Whether the January 18 concessions amount to a return to normalcy is the moot point. The Emergency has not been totally lifted, it has only been relaxed. Press censorship, too, has been relaxed, but the Prevention of Publication of Objectionable Matter Act, which was passed by Parliament a year back, as well as a code of conduct that the Government would like journalists to follow, will prove to be sufficient deterrents to unbridled expression. What has been immediately evident is the fact that the Opposition leaders, at first hesitantly and then increasingly boldly, have been demanding a total removal of the Emergency, and other concessions. Such political coverage has brought back memories of the pre-June 1975 days, when the dailies used to be full of allegations and counter-allegations, rhetoric and more rhetoric, and demands that were rarely met. One hopes Mrs. Gandhi’s magnanimity not result in a return to the Tower of Babel days.

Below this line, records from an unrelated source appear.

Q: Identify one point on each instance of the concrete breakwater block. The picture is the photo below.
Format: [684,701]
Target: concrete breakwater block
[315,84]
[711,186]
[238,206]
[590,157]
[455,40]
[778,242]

The Western press, on its part, has been caught completely by surprise by the Prime Minister’s move. The Washington Post banner-head- lined the story, and The New York Times front-paged it. Both news papers have, in the past, been guilty of unabashed and vitriolic criticism of the “Indira regime”. Without doubt, the American press will, in the next two months, be watching developments in India with close and keen interest. In the wake of Mrs. Gandhi’s considerably reduced antipathy toward the Western press’s comments, one hopes there will be a new atmosphere of understanding in Western spheres. But given the Western press’s capacity to read between lines and to read dire meanings into innocuous events, the scoffing will not be reduced for quite some time.
A few Opposition leaders have ex- pressed dissatisfaction with the short period of time left before the elections, in which to recoup their forces. and put up a good fight. In the light of the elaborate politicking that used to precede elections in the past, the time that is now available does seem rather short, although Sarvodaya leader Jayaprakash Narayan has deplored the fact that “the opposition parties have wasted so much time over this essential step (of uniting) that should have been taken at least a year ago.” The urgency might very well render this shot in the Opposition’s arm a kick in its backside. in reality, propelling it into finding rapid-fire solutions to its own maladies. Everything, however, points to an exciting tussle in the weeks ahead. Whatever the outcome, the grandeur of Indira Gandhi’s manoeuvre will not fade for a long time to come.